I've tried multiple models over the course of 6 months. Yesterday it told me I made a brilliant observation, but it hasn't managed to successfully pin down a single real anomaly. Once it told me the charges were Starbucks, when I had not been to a Starbucks—it's just that Starbucks is a probable output when analyzing credit card statements.

And I'm only dealing with a list of 40 records that I can check by hand, with zero consequences if I get it wrong beyond my personal budgeting being off by 1%.

I can't imagine trusting any business that leans on this for inappropriate jobs.

replies(1): >>45065833 #
2. phkahler ◴[] No.45065833[source]
>> I keep trying to get it to review my personal credit card statements. I have my own budget tracking app that I made, and sometimes there's discrepancies. Resolving this by hand is annoying, and an LM should be able to do it: scrape the PDF, compare the records to mine, find the delta.

This is a perfect example of what people don't understand (or on HN keep forgetting). LLMs do NOT follow instructions, they predict the next word in text and spit it out. The process is somewhat random, and certainly does not include an interpreter (executive function?) to execute instructions - even natural language instructions.

replies(2): >>45065941 #>>45079443 #
3. coffeefirst ◴[] No.45065941[source]
Agreed. I keep trying stuff because I feel like I’m missing whatever magic people are talking about.

So far, I’ve found nothing of value besides natural language search.

replies(1): >>45071094 #
4. balder1991 ◴[] No.45071094{3}[source]
Yeah, if you go to a subreddit like ClaudeAI, you convince yourself there’s something you don’t know because they keep telling people it’s all their prompt faults if the LLM isn’t turning them into billionaires.

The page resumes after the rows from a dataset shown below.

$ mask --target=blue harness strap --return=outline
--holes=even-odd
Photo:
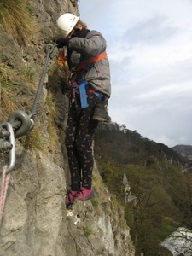
[[[81,108],[87,108],[87,95],[86,95],[86,85],[87,82],[84,79],[80,79],[79,82],[79,95],[80,95],[80,102],[81,102]]]

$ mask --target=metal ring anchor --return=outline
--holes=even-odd
[[[9,116],[8,121],[14,128],[16,121],[21,122],[19,129],[15,129],[15,137],[18,138],[23,135],[26,135],[34,126],[34,121],[24,111],[15,110]]]

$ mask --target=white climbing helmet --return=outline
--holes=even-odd
[[[79,17],[70,13],[66,13],[59,17],[57,26],[64,38],[72,32],[78,20]]]

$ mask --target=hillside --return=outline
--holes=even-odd
[[[172,148],[143,138],[125,125],[101,124],[95,157],[109,191],[125,206],[136,250],[170,255],[160,242],[179,226],[192,230],[192,161]],[[189,169],[190,170],[190,169]],[[131,191],[125,201],[126,175]]]
[[[76,201],[68,208],[64,203],[70,185],[64,144],[68,98],[63,81],[67,70],[55,63],[57,48],[49,58],[32,129],[32,123],[26,122],[33,113],[47,44],[54,44],[58,38],[56,20],[65,12],[79,15],[77,2],[1,1],[0,125],[19,110],[21,117],[15,116],[14,125],[22,119],[27,132],[15,140],[15,165],[6,183],[0,223],[0,255],[135,254],[124,208],[103,184],[96,166],[93,174],[96,198]],[[16,135],[20,128],[16,125],[13,128]],[[3,134],[0,131],[1,172],[14,159],[4,147],[8,135]]]
[[[176,145],[172,148],[180,155],[192,160],[192,146],[191,145]]]

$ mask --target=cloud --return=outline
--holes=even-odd
[[[81,0],[79,6],[108,42],[113,121],[168,146],[192,144],[191,0]]]
[[[178,27],[171,26],[166,21],[166,15],[155,15],[144,19],[134,26],[126,30],[123,38],[130,44],[160,44],[178,32]]]

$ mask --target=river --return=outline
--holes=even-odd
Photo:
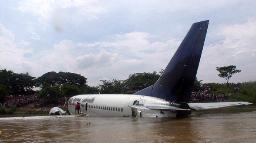
[[[256,142],[256,106],[189,118],[76,117],[0,121],[2,143]]]

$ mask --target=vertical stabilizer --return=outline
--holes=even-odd
[[[193,24],[157,81],[134,94],[188,102],[209,23],[206,20]]]

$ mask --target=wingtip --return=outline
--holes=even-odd
[[[205,21],[199,21],[199,22],[197,22],[195,23],[194,23],[193,24],[193,25],[194,24],[202,24],[202,23],[209,23],[209,21],[210,21],[210,20],[206,20]]]

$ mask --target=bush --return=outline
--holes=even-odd
[[[9,108],[0,108],[0,114],[12,114],[16,111],[16,108],[15,105]]]

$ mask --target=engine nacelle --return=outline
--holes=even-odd
[[[173,103],[171,106],[181,108],[184,109],[189,109],[190,106],[186,103]],[[183,118],[189,117],[191,114],[191,111],[181,111],[177,110],[176,111],[176,117],[177,118]]]

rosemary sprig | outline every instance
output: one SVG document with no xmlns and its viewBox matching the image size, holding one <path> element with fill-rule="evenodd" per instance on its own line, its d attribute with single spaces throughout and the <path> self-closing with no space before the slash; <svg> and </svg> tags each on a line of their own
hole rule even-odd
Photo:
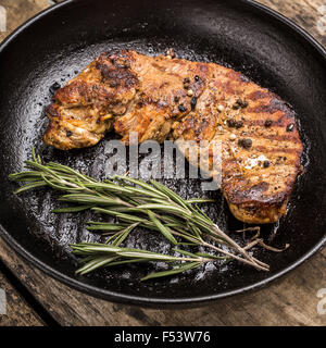
<svg viewBox="0 0 326 348">
<path fill-rule="evenodd" d="M 10 178 L 25 183 L 15 192 L 36 187 L 49 186 L 64 191 L 60 201 L 71 207 L 53 212 L 78 212 L 92 210 L 96 213 L 115 216 L 118 223 L 88 222 L 88 229 L 102 231 L 110 235 L 105 244 L 83 243 L 72 245 L 73 252 L 82 257 L 84 265 L 77 273 L 86 274 L 98 268 L 133 262 L 165 261 L 176 263 L 168 271 L 146 276 L 166 276 L 198 268 L 216 260 L 238 260 L 258 270 L 268 271 L 268 265 L 248 253 L 248 246 L 241 247 L 226 235 L 204 214 L 198 203 L 212 202 L 211 199 L 183 199 L 179 195 L 155 181 L 145 183 L 127 176 L 114 176 L 98 182 L 68 166 L 49 162 L 42 163 L 33 152 L 33 161 L 25 161 L 27 171 L 14 173 Z M 215 254 L 191 253 L 180 248 L 173 249 L 181 257 L 161 254 L 148 250 L 121 248 L 120 245 L 137 226 L 160 232 L 175 246 L 202 246 Z M 222 245 L 227 248 L 222 248 Z M 217 252 L 217 254 L 216 254 Z"/>
</svg>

But then you read more of the comments and you see it’s really different interpretations from different people. Some “prompt maximalists” believe that perfect prompting is the key to unlocking the model's full potential, and that any failure is a user error. They tend to be the most vocal and create a sense that there's a hidden secret or a "magic formula" you're missing.

replies(1): >>45072088 #
5. Jensson ◴[] No.45072088{4}[source]
Its basically making a stone soup, people wont believe it can be done, but then put a stone in water and boil it, and tell people if you aren't getting a nice soup you aren't doing it right, just put in all these other ingredients that aren't required but really helps and you get this awesome soup!

Then someone say that isn't stone soup, they just did all the work without the stone! But that is just a stone hater, how can you not see this awesome soup made by the stone?

replies(1): >>45074390 #
6. canonistically ◴[] No.45074390{5}[source]
I think it's more like lottery winners giving "buy lottery tickets" as financial advice.

It is clear at this point that any meaning found in LLM outputs is projected there by the user. Some people by virtue of several intertwined factors can get some acceleration out of them, but most can't. It becomes like a football fan convinced that their rituals are essential for the team's victory.

Add the general very low understanding of machine learning (or even basic formal logic) and people go from a realistic emulation of conversations to magical thinking about having a mind in a box.

Either that or I am taking crazy pills. Because sometimes it feels like that.

7. seanmcdirmid ◴[] No.45079443[source]
There are models that are tuned to follow instructions, and it kind of works. In a non deterministic way, like if you had a very unreliable junior that could kind of follow instructions but didn’t have very great attention yet.